We now turn to statistical modeling, which is our point here. Statistical modeling also tries to represent some observations of numbers or events— now called a “sample” or “data”—in a more compact way, but it includes the possibility of randomness in the observations. Without getting into a philosophical discussion on what this “randomness” is (see my next book), let’s just say that statistical models acknowledge that the data will not be “fully” explained by the model. Statistical models will be happy to predict something about the data, but they will not be able to precisely reproduce the exact list of numbers. One might say, therefore, that statistical models are inferior, because they don’t have the explaining power that, say, Newton’s laws have, because Newton always gives you an exact answer. However, this assumes that you want to explain your data exactly; in biology, you almost never do. Every biologist knows that whenever they write down a number, a part of the observation is actually just randomness or noise due to methodological, biological, or other experimental contingencies. Indeed, it was a geneticist (Fisher) who really invented statistics after all—250 years after Newton’s law of universal gravitation. Especially with the advent of high-throughput molecular biology, it has never been more true that much of what we measure in biological experiments is noise or randomness. We spend a lot of time and energy measuring things that we can’t and don’t really want to explain. That’s why we need statistical modeling.

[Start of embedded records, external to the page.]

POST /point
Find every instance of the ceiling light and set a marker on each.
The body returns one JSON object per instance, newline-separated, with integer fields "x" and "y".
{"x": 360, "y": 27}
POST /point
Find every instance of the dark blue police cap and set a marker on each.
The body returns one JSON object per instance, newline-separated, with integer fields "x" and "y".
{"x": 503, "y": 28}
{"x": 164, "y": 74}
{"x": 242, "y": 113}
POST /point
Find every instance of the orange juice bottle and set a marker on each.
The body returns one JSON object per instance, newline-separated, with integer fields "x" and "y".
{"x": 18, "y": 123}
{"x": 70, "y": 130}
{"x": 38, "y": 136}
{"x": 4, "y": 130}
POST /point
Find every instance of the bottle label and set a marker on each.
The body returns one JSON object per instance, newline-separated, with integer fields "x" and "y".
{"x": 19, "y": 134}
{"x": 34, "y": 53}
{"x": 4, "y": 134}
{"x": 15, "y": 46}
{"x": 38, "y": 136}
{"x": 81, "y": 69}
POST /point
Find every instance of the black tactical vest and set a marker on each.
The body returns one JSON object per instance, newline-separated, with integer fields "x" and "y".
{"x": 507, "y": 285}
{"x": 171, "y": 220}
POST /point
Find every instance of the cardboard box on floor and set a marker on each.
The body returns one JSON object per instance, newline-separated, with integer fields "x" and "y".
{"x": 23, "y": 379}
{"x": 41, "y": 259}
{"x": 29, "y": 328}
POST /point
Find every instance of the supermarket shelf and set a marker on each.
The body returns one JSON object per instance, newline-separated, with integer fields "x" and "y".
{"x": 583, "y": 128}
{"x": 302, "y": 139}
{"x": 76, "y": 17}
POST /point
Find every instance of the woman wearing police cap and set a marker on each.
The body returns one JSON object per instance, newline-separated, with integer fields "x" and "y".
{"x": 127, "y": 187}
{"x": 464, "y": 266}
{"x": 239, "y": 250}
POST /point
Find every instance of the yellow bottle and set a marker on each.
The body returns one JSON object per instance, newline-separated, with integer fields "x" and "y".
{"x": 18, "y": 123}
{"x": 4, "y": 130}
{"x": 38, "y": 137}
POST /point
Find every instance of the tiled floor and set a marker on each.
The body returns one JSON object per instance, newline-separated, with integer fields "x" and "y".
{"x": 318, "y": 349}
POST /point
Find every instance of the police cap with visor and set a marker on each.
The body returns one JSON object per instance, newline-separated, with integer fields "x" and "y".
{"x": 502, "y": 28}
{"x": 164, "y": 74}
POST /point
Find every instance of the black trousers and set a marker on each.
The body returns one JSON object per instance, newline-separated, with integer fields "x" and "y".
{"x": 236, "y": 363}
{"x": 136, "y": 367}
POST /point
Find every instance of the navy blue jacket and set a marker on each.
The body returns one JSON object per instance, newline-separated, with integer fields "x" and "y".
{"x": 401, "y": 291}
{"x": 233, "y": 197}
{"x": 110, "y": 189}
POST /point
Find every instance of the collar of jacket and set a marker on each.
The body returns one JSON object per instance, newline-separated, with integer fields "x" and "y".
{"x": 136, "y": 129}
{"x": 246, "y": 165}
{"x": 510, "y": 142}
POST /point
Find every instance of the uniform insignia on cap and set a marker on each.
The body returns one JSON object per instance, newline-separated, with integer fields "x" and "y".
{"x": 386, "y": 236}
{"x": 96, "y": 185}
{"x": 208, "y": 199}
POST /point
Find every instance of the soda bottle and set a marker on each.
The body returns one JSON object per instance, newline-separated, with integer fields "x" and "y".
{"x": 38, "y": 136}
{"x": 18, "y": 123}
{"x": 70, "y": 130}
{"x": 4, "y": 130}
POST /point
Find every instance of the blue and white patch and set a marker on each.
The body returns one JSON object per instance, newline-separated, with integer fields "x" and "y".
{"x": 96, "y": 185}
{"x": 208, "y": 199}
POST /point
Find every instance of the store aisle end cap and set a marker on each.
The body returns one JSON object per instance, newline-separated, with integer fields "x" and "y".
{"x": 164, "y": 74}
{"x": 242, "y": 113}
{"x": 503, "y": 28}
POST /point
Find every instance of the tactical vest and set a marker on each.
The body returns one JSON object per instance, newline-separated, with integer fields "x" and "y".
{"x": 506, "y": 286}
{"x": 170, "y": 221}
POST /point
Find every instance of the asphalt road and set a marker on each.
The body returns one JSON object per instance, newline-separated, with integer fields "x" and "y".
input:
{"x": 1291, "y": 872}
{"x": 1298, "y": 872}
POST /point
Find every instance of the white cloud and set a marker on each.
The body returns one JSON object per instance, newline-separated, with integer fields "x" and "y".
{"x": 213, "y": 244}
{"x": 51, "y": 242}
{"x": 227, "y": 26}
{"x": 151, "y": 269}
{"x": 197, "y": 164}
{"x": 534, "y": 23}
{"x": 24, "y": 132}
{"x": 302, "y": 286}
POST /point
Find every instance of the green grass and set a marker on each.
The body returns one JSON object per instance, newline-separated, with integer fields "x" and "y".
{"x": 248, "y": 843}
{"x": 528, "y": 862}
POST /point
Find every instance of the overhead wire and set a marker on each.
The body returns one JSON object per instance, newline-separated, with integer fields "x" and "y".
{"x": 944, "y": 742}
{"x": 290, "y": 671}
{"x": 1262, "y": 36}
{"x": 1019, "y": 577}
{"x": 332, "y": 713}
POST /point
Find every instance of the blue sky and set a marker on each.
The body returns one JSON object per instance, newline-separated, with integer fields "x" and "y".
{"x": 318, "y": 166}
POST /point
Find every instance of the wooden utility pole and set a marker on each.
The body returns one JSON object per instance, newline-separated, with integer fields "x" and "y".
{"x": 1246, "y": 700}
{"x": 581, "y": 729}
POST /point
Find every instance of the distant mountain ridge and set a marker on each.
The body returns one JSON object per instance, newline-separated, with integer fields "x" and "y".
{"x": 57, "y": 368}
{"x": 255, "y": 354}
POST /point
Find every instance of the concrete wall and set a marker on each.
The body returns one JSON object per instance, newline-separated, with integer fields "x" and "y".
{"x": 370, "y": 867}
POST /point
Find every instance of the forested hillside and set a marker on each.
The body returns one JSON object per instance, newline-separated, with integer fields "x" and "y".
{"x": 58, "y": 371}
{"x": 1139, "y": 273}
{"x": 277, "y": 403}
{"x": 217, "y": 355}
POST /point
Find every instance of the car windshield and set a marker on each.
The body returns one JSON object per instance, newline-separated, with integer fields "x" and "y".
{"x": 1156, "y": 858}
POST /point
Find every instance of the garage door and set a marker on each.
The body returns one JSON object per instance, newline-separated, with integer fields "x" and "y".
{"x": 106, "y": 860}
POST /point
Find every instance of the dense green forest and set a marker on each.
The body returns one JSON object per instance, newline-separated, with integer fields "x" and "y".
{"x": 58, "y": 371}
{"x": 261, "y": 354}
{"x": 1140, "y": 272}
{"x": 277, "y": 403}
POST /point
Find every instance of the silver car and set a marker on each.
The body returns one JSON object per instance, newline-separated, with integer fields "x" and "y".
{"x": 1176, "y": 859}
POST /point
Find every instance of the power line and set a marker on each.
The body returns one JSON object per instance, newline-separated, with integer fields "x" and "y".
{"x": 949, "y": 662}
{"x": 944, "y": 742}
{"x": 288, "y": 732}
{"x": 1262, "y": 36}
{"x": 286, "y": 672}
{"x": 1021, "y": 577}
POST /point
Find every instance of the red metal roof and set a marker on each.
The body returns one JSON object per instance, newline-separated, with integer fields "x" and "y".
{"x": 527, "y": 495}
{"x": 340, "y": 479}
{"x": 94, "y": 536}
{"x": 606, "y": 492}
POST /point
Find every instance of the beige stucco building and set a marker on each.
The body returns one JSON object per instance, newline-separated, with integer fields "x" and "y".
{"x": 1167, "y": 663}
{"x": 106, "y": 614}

Although I won’t spend more time on it in this book, it’s worth noting that sometimes the randomness in our biological observations is interesting and is something that we do want to explain. Perhaps this is most well- appreciated in the gene expression field, where it’s thought that inherently stochastic molecular processes create inherent “noise” or stochasticity in gene expression (McAdams and Arkin 1997). In this case, there has even been considerable success predicting the mathematical form of the variability based on biophysical assumptions (Shahrezaei and Swain 2008). Thus, statistical modeling is not only a convenient way to deal with imperfect experimental measurements, but, in some cases, the only way to deal with the inherent stochasticity of nature.